From genotype, we can predict cognitive ability (i.e., IQ) with correlation r ~ 0.3 to 0.4, which is as well as standardized tests like SAT or ACT predict college performance. This is nowhere near the accuracy of, for example, height prediction. However, despite the SAT’s only moderate accuracy, it is easy to understand why colleges are reluctant to admit students with low (say, bottom 10%) scores, and generally very enthusiastic about students with high scores. It’s similar with the current genomic predictors. We can identify embryos that have unusually high risk of intellectual disability but we can’t reliably rank-order embryos that are in the normal range.

At the moment, the situation is even worse for predicting Big-5 personality traits, such as conscientiousness or extraversion, even though we know those traits are fairly heritable. I expect the situation for all psychological traits to improve drastically in the near future as more data become available.

10 thoughts on “Theoretically Possibility That Gene Edited Twins Received a Tiny Intelligence Enhancement”

  1. Character is of far more value, I think. Eliminate the genes for sociopathy, psychopathy, pedophilia, greed, selfishness, addiction, anger, violence, aggression, sexual violence, hatred-grudge keeping, infidelity, cruelty, appetite for tawdry dirt, laziness, carelessness, poor empathy, the lust for power over others and egomania. And some of these have actually been found.

    Crime plummets, people are more courteous and considerate, children can walk to school safely. Although, we would have to replace nearly all our current politicians 😉

    All that vs being able to brag that your country has some people that can learn what other people have done at high speed.

    There is a lot more to being productive than just intelligence.

    General health improvements with aging would benefit a society quite a bit. Reduce cancer, cardiovascular disease, diabetes, arthritis, age related cognitive decline, deafness, Alzhimer’s, osteoporosis, COPD, bad teeth, bad balance (falls), presbyopia, Parkinson’s disease, cataracts, macular degeneration, prostate issues, kidney/bladder issues, liver issues, muscle strength issues, skin weakness/thinning, and lipofuscin accumulation.

    Just reducing the accumulation of senescent cells, crosslinks, endoplasmic reticulum damage and mitochondrial damage would go a long way.

    They genetically engineered mice to have their senescent cells kill themselves in response to a chemical. No reason they could not do that in humans.

  2. I’ve got a sick feeling that it will be used to create babies that will have a personality that supports a certain political philosophy. This could result in a World that is doomed to destroy itself because humanity would be permanently divided into warring camps that would be incapable of compromising.

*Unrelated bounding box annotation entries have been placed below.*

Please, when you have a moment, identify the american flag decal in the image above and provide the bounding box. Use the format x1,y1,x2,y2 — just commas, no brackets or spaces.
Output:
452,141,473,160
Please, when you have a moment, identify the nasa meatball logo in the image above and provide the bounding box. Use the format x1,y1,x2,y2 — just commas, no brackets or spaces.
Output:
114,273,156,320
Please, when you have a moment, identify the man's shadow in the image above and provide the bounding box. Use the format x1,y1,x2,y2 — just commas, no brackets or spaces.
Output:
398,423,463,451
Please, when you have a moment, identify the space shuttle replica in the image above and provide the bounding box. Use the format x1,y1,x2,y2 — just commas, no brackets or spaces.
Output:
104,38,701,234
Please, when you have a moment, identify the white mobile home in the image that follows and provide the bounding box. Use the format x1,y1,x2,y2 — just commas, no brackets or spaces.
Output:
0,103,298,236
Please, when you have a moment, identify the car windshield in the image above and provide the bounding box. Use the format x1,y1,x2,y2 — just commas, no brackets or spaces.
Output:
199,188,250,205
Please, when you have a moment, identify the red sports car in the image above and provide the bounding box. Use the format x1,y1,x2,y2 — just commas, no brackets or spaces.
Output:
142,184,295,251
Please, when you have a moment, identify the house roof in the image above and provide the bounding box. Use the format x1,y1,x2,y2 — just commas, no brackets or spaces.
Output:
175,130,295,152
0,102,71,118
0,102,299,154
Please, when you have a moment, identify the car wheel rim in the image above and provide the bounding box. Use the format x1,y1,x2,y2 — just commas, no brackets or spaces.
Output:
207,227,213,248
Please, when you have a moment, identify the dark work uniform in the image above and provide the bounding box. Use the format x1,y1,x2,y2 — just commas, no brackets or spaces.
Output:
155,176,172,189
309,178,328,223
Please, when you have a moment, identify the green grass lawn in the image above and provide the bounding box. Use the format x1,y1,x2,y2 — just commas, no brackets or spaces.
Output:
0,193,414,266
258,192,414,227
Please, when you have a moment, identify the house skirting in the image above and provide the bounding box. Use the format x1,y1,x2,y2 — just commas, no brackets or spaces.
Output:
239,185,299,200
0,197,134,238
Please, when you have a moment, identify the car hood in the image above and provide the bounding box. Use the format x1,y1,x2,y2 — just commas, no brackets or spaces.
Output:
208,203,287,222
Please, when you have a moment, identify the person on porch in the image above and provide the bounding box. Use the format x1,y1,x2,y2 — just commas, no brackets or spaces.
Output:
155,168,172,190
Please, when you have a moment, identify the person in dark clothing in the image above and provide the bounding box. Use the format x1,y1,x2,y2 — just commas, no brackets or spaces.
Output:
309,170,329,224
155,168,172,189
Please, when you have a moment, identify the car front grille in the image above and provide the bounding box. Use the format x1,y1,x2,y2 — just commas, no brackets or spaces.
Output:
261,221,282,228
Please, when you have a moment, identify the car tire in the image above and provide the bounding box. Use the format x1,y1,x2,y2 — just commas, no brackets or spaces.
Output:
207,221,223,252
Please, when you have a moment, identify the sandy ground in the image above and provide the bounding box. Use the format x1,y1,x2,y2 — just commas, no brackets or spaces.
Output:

  3. depends on what one considers smart… thats a topic for endless debate, but ill say colleges today are educating alot of people but they arent smart

  4. Imagine human evolution and then there is a fork in the road, and a group of human beings splinters off in a new direction.

    That is what we are going through now. Once this procedure becomes popular because people want smarter babies, there is no stopping it, and there is no turning back.

  5. Here come the designer babies. This will fundamentally change humanity since we are editing the germ line. While increasing intelligence seems like a good idea, there may be unintended consequences in other traits. Nothing comes for free, there is a reason not all humans have maximized all the intelligence genes.